The Ministry of Industry and Information Technology said on Thursday it planned to close thousands of tonnes of production capacity in base metals in 2012, with the largest volumes being on copper at 700,000 tonnes and lead at 1.15 million tonnes. .
“We are keeping our 2012 refined copper production forecast at 5.7 million tonnes,” said Yang Changhua, senior copper analyst at state-backed research firm Antaike.
A quarter of China’s 4.07 million tonnes of annual copper smelting capacity is currently idled due to a shortage of raw material, Yang estimated.
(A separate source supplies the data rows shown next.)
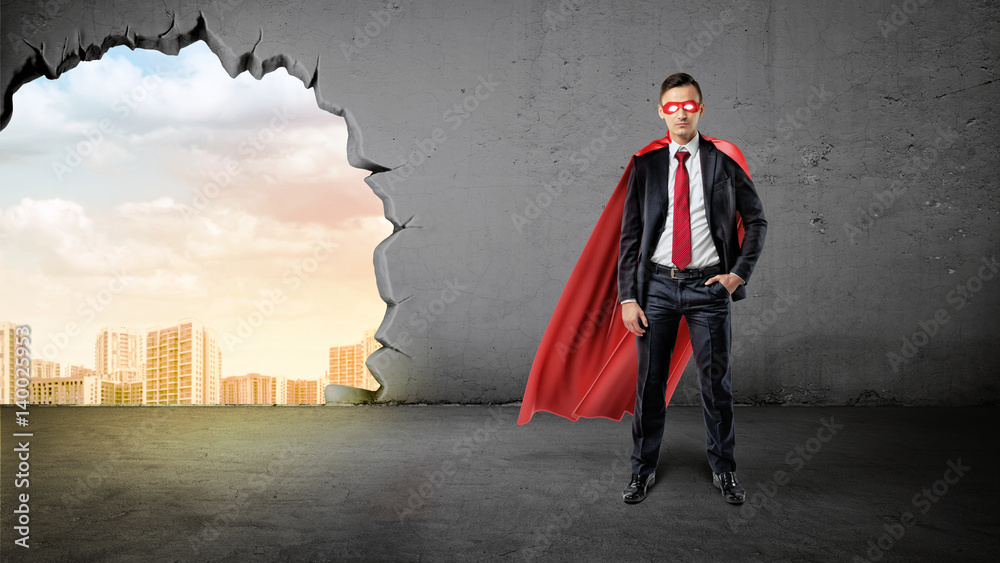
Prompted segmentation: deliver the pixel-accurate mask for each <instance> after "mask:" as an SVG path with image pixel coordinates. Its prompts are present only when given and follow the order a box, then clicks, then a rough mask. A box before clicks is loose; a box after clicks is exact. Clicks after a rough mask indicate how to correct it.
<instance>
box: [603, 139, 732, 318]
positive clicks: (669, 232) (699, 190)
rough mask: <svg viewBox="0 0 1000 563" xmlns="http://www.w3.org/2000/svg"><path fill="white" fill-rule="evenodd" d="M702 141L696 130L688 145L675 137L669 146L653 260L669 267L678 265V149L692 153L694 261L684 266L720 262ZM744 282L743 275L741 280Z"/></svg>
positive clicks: (687, 170)
mask: <svg viewBox="0 0 1000 563" xmlns="http://www.w3.org/2000/svg"><path fill="white" fill-rule="evenodd" d="M700 143H701V134H700V133H696V134H695V136H694V138H693V139H691V141H690V142H689V143H688V144H686V145H679V144H677V143H675V142H674V141H673V140H671V141H670V145H668V147H669V150H670V171H669V176H670V177H669V178H668V179H667V192H668V193H667V197H668V199H669V207H668V208H667V217H666V220H665V222H664V223H665V224H664V228H663V233H661V234H660V240H659V241H657V244H656V247H655V248H654V249H653V256H652V257H651V260H652V261H653V262H656V263H657V264H662V265H664V266H666V267H668V268H672V267H675V264H674V263H673V262H672V261H671V258H672V256H673V249H674V180H675V179H676V176H677V165H678V164H679V162H678V161H677V157H676V156H675V155H676V154H677V151H679V150H686V151H688V152H690V153H691V156H689V157H687V159H686V160H685V161H684V166H685V167H686V168H687V171H688V205H689V207H688V209H689V211H690V213H691V215H690V218H691V263H690V264H688V265H687V266H686V267H685V269H701V268H707V267H709V266H714V265H715V264H718V263H719V262H720V260H719V253H718V252H716V250H715V243H714V242H712V232H711V230H710V229H709V226H708V213H707V212H706V209H705V185H704V183H703V182H702V180H701V158H700V157H699V156H698V147H699V145H700ZM740 281H741V282H742V279H741V280H740ZM634 302H635V299H625V300H623V301H622V304H624V303H634Z"/></svg>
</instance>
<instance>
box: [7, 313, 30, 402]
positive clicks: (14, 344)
mask: <svg viewBox="0 0 1000 563" xmlns="http://www.w3.org/2000/svg"><path fill="white" fill-rule="evenodd" d="M16 334H17V324H15V323H12V322H9V321H0V405H9V404H13V403H14V401H15V400H16V399H15V397H14V389H15V387H14V380H15V379H16V376H15V372H16V371H17V343H16V340H15V336H16ZM29 401H30V399H29Z"/></svg>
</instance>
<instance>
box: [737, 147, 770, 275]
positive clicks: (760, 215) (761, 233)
mask: <svg viewBox="0 0 1000 563" xmlns="http://www.w3.org/2000/svg"><path fill="white" fill-rule="evenodd" d="M733 168H734V169H735V170H734V181H735V186H734V187H735V193H736V211H737V212H738V213H739V214H740V217H741V218H742V219H743V230H744V233H743V244H742V245H741V246H740V254H739V256H738V257H737V258H736V262H735V263H734V264H733V267H732V268H731V269H730V270H729V271H730V273H733V274H736V275H737V276H739V277H740V278H742V279H743V282H744V283H749V282H750V275H751V274H752V273H753V269H754V266H756V264H757V259H758V258H760V253H761V251H762V250H763V249H764V235H765V234H766V233H767V220H766V219H765V218H764V206H763V204H761V201H760V197H759V196H758V195H757V190H756V189H755V188H754V186H753V181H752V180H750V177H749V176H747V173H746V172H744V171H743V168H741V167H740V166H739V165H738V164H735V163H734V165H733Z"/></svg>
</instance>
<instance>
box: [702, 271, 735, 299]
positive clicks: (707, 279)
mask: <svg viewBox="0 0 1000 563" xmlns="http://www.w3.org/2000/svg"><path fill="white" fill-rule="evenodd" d="M715 282H719V283H721V284H722V285H723V287H725V288H726V291H728V292H729V294H730V295H732V293H733V292H734V291H736V288H737V287H739V286H740V284H742V283H743V278H741V277H739V276H737V275H736V274H720V275H718V276H712V277H710V278H708V279H707V280H705V285H712V284H713V283H715Z"/></svg>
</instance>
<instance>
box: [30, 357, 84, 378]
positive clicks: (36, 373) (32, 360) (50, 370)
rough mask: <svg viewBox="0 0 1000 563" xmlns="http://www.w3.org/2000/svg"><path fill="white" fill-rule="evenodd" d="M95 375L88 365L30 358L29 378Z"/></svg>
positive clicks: (71, 376)
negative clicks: (29, 375) (81, 365)
mask: <svg viewBox="0 0 1000 563" xmlns="http://www.w3.org/2000/svg"><path fill="white" fill-rule="evenodd" d="M92 375H97V372H96V371H95V370H92V369H90V368H88V367H84V366H80V365H73V364H67V363H59V362H53V361H50V360H39V359H37V358H33V359H32V360H31V379H32V380H34V379H54V378H57V377H86V376H92Z"/></svg>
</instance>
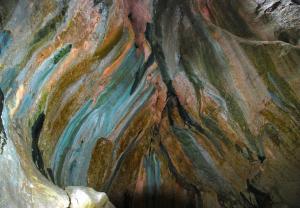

He predicted about 600,000 tonnes of new smelting operations would come onstream this year.
For copper refining, about 27 percent of China’s 7.13 million tonnes of annual capacity was idled and would reopen if there was a domestic supply shortage, he added.
Yang said he believed the 700,000 tonnes China planned to close referred to combined smelting and refining.
Meanwhile, Jiangxi Copper Company Limited , the largest producer in China, will upgrade 50,000 tonnes of outdated copper smelting capacity in the western province of Sichuan, company spokesman Pan Qifang said, with capacity doubling when it is completed in 1-2 years.
In China, Jiangxi Copper currently operates one million tonnes of copper smelting capacity that uses concentrate and scrap as feed, including that 50,000 tonnes, Pan added.
It is common in China for smelters to get around orders to close operations by upgrading old capacity or building new facilities, said Hu Yongda, senior lead analyst at Antaike.
China is expected to add over 600,000 tonnes of lead capacity this year after it increased it by about the same amount last year, Hu said.
About a fifth, or 1.23 million tonnes of China’s 5.6 million tonnes of lead capacity, was idled due to a lack of raw material and environmental issues, Hu estimated. This included primary and recycled lead.
“Idle capacity would replace the operations being closed if the market is in a deficit,” said Hu, who has kept his refined lead production forecast at 4.6 million tonnes this year.
China had a similar plan to shut inefficient production in base metals in 2011, but it failed to cut output last year.